Wednesday, August 13, 2014

Bob White and the Bobettes

Northern Bobwhite male
The following is a special program brought to you uninterrupted by the grace of the Kansas Flint HIlls, rated "F" for "Fantastic".  Fair warning: Prepare yourself to fall in love.

I've had the great honor this past week to be allowed to watch a nightly reunion of a large brood of quail.  They have chosen, repeatedly, to mingle in my back bed less than 10 feet from the house as they settle for the night, right where I can enjoy and photograph them at my leisure through the windows.  I first noticed them last Friday evening as a large group pecking around the ground, and now to find them all that I have to do is look for Papa Quail, shown here to the right, who keeps a vigil on my trellis (the pink rose is 'Zephirine Drouhin') while his teenagers are running around nearby.

As you may know, the Northern Bobwhite (Colinus virginianus) is a New World quail (Odontophoridae) which is pretty common, but secretive, in my neck of the world.  I often hear the familiar call "Bob-White" in the early mornings, but I seldom see the birds.  This game bird is usually monogamous and a breeding pair normally has 12-16 eggs per clutch, parents leading the young birds to food for a couple of weeks after hatching until they can fly.  I have a hunch that this group (11 birds are visible in the picture to the left) came from a nest right in the clump of bushes behind them, and they are just about large enough to take off on their own.  I feel very privileged to witness this stage of their life cycle so close and personal.

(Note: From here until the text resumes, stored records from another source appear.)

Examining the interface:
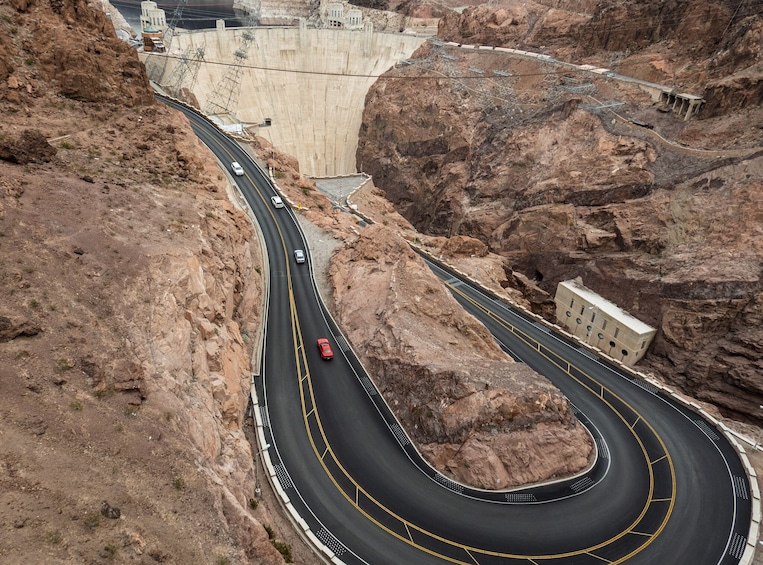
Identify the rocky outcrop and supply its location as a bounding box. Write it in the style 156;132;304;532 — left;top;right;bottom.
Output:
0;0;153;106
438;0;763;114
0;0;296;565
0;130;56;165
330;226;592;489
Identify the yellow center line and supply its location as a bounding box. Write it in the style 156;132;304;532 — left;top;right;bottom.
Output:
251;123;675;565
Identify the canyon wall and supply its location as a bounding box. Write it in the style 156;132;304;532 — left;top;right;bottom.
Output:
0;0;304;564
357;3;763;419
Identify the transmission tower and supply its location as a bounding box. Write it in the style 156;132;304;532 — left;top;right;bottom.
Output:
167;46;204;96
204;12;260;116
146;0;188;84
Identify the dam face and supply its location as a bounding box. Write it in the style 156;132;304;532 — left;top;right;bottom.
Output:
170;26;425;177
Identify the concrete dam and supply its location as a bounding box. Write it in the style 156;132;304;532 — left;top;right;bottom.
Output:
152;22;425;177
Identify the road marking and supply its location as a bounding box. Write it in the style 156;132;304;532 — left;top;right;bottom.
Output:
273;464;294;490
694;420;721;441
390;424;411;447
434;473;464;494
729;534;747;559
570;476;594;493
733;475;750;500
315;527;347;557
506;492;538;502
596;437;609;459
360;375;376;396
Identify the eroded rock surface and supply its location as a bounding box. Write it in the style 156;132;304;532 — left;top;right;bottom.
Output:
330;226;592;489
358;3;763;419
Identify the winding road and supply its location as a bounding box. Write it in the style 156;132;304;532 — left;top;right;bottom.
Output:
164;99;754;565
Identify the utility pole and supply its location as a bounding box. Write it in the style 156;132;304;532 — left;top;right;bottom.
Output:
146;0;188;84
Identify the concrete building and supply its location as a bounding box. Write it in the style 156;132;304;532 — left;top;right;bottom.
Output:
142;25;165;53
327;3;363;29
554;277;657;366
140;1;167;32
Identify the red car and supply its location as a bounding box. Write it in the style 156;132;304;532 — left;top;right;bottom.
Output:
318;337;334;360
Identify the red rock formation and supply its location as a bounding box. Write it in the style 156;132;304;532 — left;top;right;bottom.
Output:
330;226;592;489
358;14;763;424
438;0;763;118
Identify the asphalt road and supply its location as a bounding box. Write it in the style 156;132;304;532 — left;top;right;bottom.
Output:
161;94;751;565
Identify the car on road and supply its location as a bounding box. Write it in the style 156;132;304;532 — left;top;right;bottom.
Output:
318;337;334;361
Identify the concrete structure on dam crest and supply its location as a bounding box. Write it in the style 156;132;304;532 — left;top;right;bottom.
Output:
159;21;425;177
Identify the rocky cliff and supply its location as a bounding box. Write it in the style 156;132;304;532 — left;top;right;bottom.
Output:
358;3;763;418
438;0;763;117
0;0;298;563
322;226;592;489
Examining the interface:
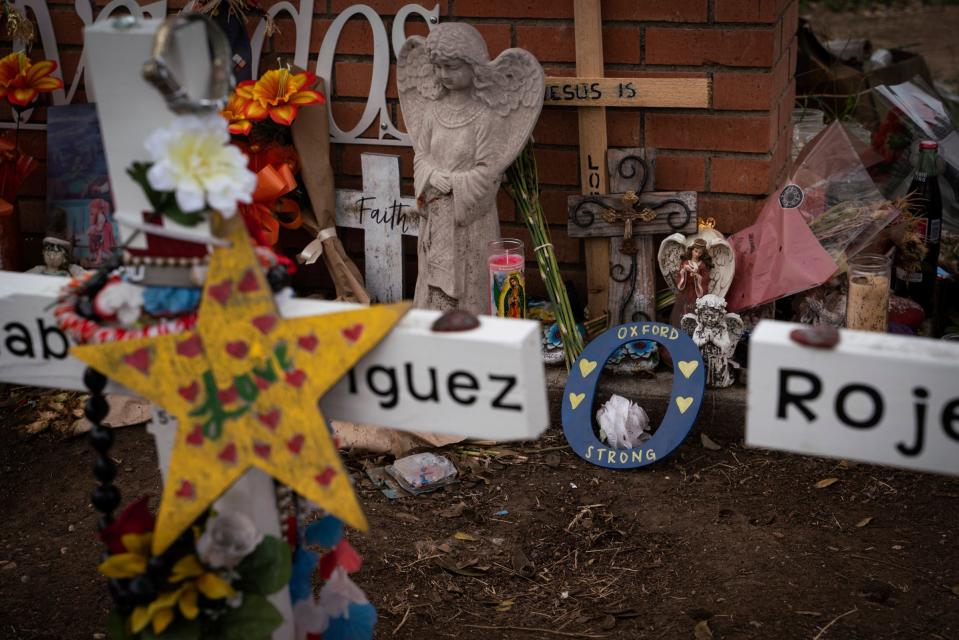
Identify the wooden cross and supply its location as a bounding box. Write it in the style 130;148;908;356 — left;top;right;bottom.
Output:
568;149;697;324
556;0;711;318
336;153;419;302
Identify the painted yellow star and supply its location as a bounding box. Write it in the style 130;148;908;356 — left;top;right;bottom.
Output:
72;218;409;553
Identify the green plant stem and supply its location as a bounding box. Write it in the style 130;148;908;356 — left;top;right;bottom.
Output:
506;140;583;370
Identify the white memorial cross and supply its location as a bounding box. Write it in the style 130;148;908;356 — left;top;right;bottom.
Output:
336;153;418;302
746;320;959;475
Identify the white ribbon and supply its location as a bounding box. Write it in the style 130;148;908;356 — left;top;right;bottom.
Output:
296;227;336;264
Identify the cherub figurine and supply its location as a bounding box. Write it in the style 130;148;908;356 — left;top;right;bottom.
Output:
658;222;736;326
396;22;545;314
682;293;744;388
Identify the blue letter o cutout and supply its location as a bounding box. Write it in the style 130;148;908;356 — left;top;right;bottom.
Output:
562;322;706;469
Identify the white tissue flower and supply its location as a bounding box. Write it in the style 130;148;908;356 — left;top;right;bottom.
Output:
144;113;256;218
596;395;649;449
196;511;263;569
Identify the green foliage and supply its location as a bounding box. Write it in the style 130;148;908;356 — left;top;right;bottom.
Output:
208;596;289;640
234;536;292;596
127;162;205;227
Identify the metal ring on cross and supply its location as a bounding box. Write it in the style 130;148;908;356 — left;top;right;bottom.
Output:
143;12;233;114
562;322;706;469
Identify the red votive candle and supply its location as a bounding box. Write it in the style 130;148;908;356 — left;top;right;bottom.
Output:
487;238;526;318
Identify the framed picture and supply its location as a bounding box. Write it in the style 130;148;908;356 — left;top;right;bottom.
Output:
47;104;119;269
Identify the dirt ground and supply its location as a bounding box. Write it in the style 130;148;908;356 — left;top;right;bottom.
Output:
803;1;959;91
0;384;959;640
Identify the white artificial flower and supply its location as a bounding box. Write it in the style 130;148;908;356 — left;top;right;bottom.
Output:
596;394;649;449
319;567;369;618
93;280;143;327
196;511;263;569
144;113;256;218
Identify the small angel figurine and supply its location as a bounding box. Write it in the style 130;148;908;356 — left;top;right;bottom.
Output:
396;22;545;314
658;222;736;326
682;293;745;388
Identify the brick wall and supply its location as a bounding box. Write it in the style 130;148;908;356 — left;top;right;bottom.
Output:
3;0;798;300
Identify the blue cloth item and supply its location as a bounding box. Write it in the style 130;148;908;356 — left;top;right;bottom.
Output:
323;602;376;640
306;515;343;549
143;287;203;316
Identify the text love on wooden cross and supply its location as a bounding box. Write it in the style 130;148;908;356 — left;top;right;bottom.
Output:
568;174;697;324
336;153;419;302
556;0;711;318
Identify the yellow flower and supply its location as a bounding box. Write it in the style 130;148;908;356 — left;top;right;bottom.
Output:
0;51;63;107
170;555;236;600
130;555;236;635
236;69;323;126
98;533;153;578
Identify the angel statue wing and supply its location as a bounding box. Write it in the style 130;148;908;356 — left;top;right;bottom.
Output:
707;239;736;298
396;36;443;151
679;313;699;336
657;233;688;293
726;313;746;356
484;49;546;173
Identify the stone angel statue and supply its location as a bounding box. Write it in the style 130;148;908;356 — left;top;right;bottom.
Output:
396;22;545;314
681;293;745;388
658;219;736;326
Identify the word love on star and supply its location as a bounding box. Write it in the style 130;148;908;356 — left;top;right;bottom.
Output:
72;219;409;553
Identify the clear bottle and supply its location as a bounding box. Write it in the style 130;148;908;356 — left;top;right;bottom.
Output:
896;140;942;318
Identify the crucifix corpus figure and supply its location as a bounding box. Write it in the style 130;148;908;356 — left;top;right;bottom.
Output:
396;22;545;314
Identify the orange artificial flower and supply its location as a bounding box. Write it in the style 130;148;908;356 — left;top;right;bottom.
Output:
236;69;323;126
0;51;63;107
220;91;253;136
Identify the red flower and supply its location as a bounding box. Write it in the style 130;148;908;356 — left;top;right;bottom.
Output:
98;496;156;553
0;51;63;107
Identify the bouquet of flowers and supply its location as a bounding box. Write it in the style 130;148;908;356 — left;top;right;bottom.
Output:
0;50;63;268
99;498;376;640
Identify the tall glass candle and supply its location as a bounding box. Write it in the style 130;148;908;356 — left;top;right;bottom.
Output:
846;253;892;333
487;238;526;318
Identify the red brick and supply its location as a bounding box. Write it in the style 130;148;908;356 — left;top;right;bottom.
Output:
713;71;775;111
516;25;640;64
533;107;576;144
645;113;775;152
536;147;579;185
539;189;580;225
697;194;764;235
603;0;709;22
50;9;83;45
653;154;706;191
474;23;513;58
612;109;643;147
645;27;778;67
333;62;396;98
709;157;770;195
330;100;379;138
334;0;448;16
713;0;784;22
455;0;573;19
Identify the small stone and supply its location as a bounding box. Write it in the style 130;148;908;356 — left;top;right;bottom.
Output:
789;325;839;349
430;309;479;333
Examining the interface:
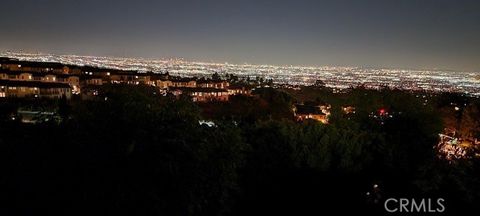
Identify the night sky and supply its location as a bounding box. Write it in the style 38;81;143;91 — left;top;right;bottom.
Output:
0;0;480;71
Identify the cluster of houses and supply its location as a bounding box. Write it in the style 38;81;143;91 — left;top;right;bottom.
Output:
0;58;252;102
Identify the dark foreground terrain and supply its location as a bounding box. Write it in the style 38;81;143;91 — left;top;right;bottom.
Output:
0;86;480;215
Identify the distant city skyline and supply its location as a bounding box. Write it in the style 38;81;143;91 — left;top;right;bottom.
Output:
0;0;480;72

As a short sample of what I've been seeing, I'll attempt to post the two movies below to share with you.  The first shows the same group as seen above, with their stilted random movements.  The second shows the group moving out in exploration.  If you can stop the movie at the very beginning of movie #2, there are 20 quail visible in the frame, not including Dad who was still sitting on the trellis above.  This was a very large brood!


Or, the better quality YouTube link to the 2nd video is here

Just as quickly as they appear, the adolescent quail just as rapidly disappear into the shrubs and camouflage of the mulch, leaving only Papa Quail to continue to watch for danger until all are safely hidden.  I haven't picked out Mama Quail yet, but I assume she's somewhere with the brood on the ground, clucking with displeasure if the babies stray.   If all human parents were this responsible, there would be a lot less teen mischief and gang violence in our world.

Sometimes, I feel so lucky to live on the prairie that I could just melt into a puddle of happiness.


  1. Videos were working, but inconsistently and it looks like they were compressed. I'll try to post to YouTube later today and place a link to them.

  2. Great videos.

    Poor Bob. With 19 teenagers running loose he probably couldn’t even stop to appreciate the Zephirine right under his nose (beak.)

  3. Thanks for sharing your lovely garden discovery! I had a pet quail as a child who really bonded to us. They are a special bird to me.